I have a test in computer archi-torture tomorrow and did a problem that asked us to determine the minimum number of cycles to execute a typical iteration of a particular loop on a superscalar processsor with out of order execution under different assumptions. In the "best case" we were allowed to use as many functional units and memory ports as required and are allowed to fetch and commit as many instructions as we want.
As the number of memory ports, functional units and simultaneous instructions rise, the overhead required to manage the re-order-buffer and register renaming on such a behemoth hardware precludes hardware scheduling as the optimal strategy. Especially since we nearly always run code that has executed before, it seems an awful waste of energy to redo the scheduling in hardware due to the requirement for random instruction issue. Granted, multi-threading on a single core produces the effect of random issue, though especially since we are making the transition towards multi-core, the assumption of random issue should be revisited.
Reduction of scheduling overhead can be accomplished by running the data-flow scheduler as a software process either during compilation or during the phase when an instruction page is loaded into the instruction cache.
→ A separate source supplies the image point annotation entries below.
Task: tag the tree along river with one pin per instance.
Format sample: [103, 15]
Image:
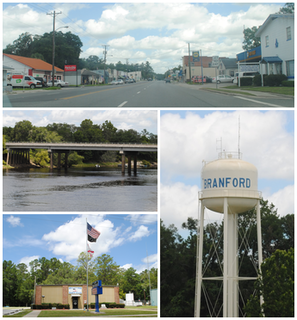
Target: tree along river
[79, 189]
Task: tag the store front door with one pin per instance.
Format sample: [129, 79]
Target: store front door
[75, 302]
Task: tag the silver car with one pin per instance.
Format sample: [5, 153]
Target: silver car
[223, 78]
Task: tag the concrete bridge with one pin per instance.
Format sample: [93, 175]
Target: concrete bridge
[19, 152]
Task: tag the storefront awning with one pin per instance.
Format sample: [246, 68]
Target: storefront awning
[271, 60]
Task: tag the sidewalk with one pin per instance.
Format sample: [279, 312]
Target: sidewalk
[32, 314]
[220, 89]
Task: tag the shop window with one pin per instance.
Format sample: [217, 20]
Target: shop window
[267, 41]
[288, 30]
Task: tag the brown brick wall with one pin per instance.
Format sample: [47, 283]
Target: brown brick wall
[85, 294]
[38, 295]
[117, 294]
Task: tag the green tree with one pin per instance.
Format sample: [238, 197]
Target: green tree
[250, 40]
[287, 8]
[22, 130]
[106, 269]
[276, 285]
[21, 46]
[10, 283]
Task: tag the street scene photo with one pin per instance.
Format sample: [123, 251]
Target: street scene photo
[131, 55]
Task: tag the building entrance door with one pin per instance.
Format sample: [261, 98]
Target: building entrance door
[75, 302]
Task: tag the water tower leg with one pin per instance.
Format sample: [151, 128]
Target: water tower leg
[199, 263]
[259, 240]
[225, 266]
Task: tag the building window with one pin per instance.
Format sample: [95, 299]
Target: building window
[267, 41]
[288, 30]
[290, 69]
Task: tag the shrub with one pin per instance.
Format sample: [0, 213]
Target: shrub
[246, 81]
[288, 83]
[274, 80]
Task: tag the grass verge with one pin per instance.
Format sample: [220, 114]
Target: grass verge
[19, 314]
[105, 312]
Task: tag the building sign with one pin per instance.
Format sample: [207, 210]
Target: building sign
[196, 57]
[215, 61]
[249, 67]
[70, 67]
[75, 290]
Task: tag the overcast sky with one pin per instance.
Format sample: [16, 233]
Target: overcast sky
[189, 137]
[131, 240]
[121, 119]
[140, 32]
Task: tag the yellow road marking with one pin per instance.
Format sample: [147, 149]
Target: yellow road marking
[85, 94]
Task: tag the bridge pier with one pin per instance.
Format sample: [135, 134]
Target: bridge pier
[130, 155]
[18, 156]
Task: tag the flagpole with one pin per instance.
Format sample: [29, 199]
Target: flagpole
[87, 265]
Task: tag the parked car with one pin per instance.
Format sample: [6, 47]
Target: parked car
[25, 81]
[223, 78]
[58, 83]
[246, 74]
[44, 83]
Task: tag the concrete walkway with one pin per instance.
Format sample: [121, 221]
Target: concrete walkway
[32, 314]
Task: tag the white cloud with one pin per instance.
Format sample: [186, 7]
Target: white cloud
[27, 260]
[177, 203]
[127, 266]
[264, 142]
[145, 28]
[141, 232]
[14, 221]
[70, 238]
[283, 200]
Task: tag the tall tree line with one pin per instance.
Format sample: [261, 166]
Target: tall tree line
[67, 51]
[19, 279]
[178, 259]
[87, 131]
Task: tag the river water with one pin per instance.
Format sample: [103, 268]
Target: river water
[79, 189]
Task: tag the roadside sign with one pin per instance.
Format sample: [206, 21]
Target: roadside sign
[70, 68]
[215, 61]
[196, 56]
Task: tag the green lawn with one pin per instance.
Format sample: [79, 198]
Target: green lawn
[103, 312]
[19, 314]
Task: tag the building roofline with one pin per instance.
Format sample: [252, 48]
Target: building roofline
[269, 19]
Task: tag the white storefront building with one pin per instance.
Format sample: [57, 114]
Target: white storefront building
[277, 45]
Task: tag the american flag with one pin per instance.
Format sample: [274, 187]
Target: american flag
[93, 234]
[90, 251]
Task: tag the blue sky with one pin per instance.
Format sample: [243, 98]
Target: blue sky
[189, 137]
[130, 239]
[121, 119]
[140, 32]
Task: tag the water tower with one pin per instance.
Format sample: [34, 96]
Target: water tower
[229, 186]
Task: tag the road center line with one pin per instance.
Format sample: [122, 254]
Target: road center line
[266, 103]
[85, 94]
[122, 104]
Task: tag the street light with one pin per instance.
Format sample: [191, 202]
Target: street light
[53, 63]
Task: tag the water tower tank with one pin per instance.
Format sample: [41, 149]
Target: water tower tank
[232, 178]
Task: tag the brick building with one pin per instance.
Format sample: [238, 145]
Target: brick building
[74, 295]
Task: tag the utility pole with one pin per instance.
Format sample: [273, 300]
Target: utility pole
[189, 63]
[53, 60]
[104, 52]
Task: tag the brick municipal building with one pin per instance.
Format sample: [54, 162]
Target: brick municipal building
[74, 295]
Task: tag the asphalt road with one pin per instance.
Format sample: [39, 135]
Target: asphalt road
[143, 94]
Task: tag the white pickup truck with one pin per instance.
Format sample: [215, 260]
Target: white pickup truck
[25, 81]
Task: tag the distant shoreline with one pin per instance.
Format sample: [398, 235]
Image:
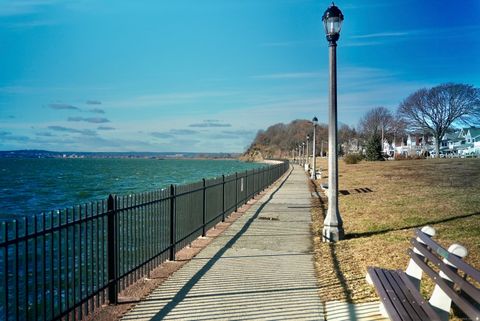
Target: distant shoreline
[33, 154]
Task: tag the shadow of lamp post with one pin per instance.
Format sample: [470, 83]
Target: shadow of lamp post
[314, 171]
[332, 225]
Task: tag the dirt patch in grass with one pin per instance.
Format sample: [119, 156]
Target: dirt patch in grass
[381, 203]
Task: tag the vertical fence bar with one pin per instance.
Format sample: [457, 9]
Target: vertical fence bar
[112, 250]
[5, 268]
[246, 186]
[204, 209]
[25, 267]
[173, 224]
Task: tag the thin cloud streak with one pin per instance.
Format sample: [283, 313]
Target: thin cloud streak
[167, 99]
[293, 75]
[381, 35]
[63, 106]
[93, 120]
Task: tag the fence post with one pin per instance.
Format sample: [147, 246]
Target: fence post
[173, 219]
[236, 191]
[223, 198]
[204, 211]
[112, 249]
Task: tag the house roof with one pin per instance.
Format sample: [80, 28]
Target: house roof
[474, 132]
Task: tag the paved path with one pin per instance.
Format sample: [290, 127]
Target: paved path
[260, 268]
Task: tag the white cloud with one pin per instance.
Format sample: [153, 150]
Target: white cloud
[292, 75]
[381, 35]
[166, 99]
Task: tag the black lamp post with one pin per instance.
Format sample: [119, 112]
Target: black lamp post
[303, 152]
[307, 156]
[332, 225]
[300, 154]
[314, 151]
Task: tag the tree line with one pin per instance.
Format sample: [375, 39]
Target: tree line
[431, 112]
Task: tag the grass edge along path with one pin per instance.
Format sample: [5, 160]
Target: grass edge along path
[381, 204]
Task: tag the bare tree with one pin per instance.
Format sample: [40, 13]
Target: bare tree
[376, 120]
[435, 110]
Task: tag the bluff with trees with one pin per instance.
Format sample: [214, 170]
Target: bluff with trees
[431, 112]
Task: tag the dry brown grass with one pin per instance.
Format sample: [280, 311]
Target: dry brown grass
[381, 204]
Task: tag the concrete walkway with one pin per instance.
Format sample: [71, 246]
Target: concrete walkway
[261, 268]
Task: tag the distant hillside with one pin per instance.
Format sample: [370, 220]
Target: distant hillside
[280, 139]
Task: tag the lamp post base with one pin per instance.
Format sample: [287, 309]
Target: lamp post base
[332, 234]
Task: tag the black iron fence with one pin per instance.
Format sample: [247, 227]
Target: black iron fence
[64, 264]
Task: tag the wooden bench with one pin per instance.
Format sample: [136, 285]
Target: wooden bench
[454, 279]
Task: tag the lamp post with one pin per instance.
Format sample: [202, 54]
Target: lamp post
[307, 156]
[314, 172]
[300, 154]
[303, 153]
[332, 225]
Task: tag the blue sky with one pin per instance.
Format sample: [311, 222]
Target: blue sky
[206, 75]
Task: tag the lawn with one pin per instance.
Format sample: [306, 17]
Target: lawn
[381, 203]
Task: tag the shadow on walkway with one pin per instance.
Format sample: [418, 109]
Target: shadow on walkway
[183, 292]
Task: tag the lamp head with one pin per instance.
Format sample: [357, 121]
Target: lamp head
[332, 21]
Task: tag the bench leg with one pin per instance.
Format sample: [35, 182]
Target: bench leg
[413, 271]
[439, 300]
[381, 307]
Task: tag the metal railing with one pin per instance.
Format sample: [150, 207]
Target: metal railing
[65, 264]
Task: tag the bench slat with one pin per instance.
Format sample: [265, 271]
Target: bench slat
[397, 298]
[464, 305]
[459, 263]
[416, 306]
[468, 288]
[393, 293]
[382, 293]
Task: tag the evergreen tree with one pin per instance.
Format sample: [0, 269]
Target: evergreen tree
[374, 148]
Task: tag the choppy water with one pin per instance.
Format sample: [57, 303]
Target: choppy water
[29, 186]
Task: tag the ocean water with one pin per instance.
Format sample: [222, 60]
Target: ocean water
[30, 186]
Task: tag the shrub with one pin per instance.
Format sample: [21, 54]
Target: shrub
[374, 148]
[352, 158]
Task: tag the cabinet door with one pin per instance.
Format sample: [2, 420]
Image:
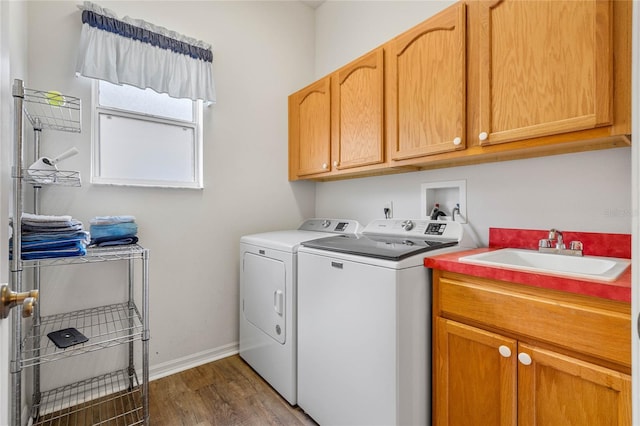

If we use software compilation for such a VLIW processor then the operating system must manages a file-system of OoOE schedules for every function executed and so that an instruction page fetch automatically fetches system optimized schedules. This is practical because bulk memory for such storage is cheap.
With infinitely many renaming slots, our execution schedule in a superscalar processor resembles a Verilog netlist for the optimal pipeline of our system. To support a large number of virtual registers it would be necessary to "delocalize" register files. Mapping virtual registers to physical registers is now more akin to FPGA place-and-route and may be optimized using similar algorithms.
We must also produce a variety of local caches to support loading and storing of operands and results. We should have the ability to escape to a main memory system on a cache miss (perhaps an on-chip level 2 cache that triggers an interrupt on a second miss).
Once we succumb to software optimized hardware scheduling, it's a small logical step to say that our hardware should allow some amount of reconfigurability to maximize functional unit utilization. The structure of such a hardware device would more closely resemble an FPGA than a single core superscalar processor.
All of this ignores branching of course, which presents an interesting and complicated control problem. More on this another day...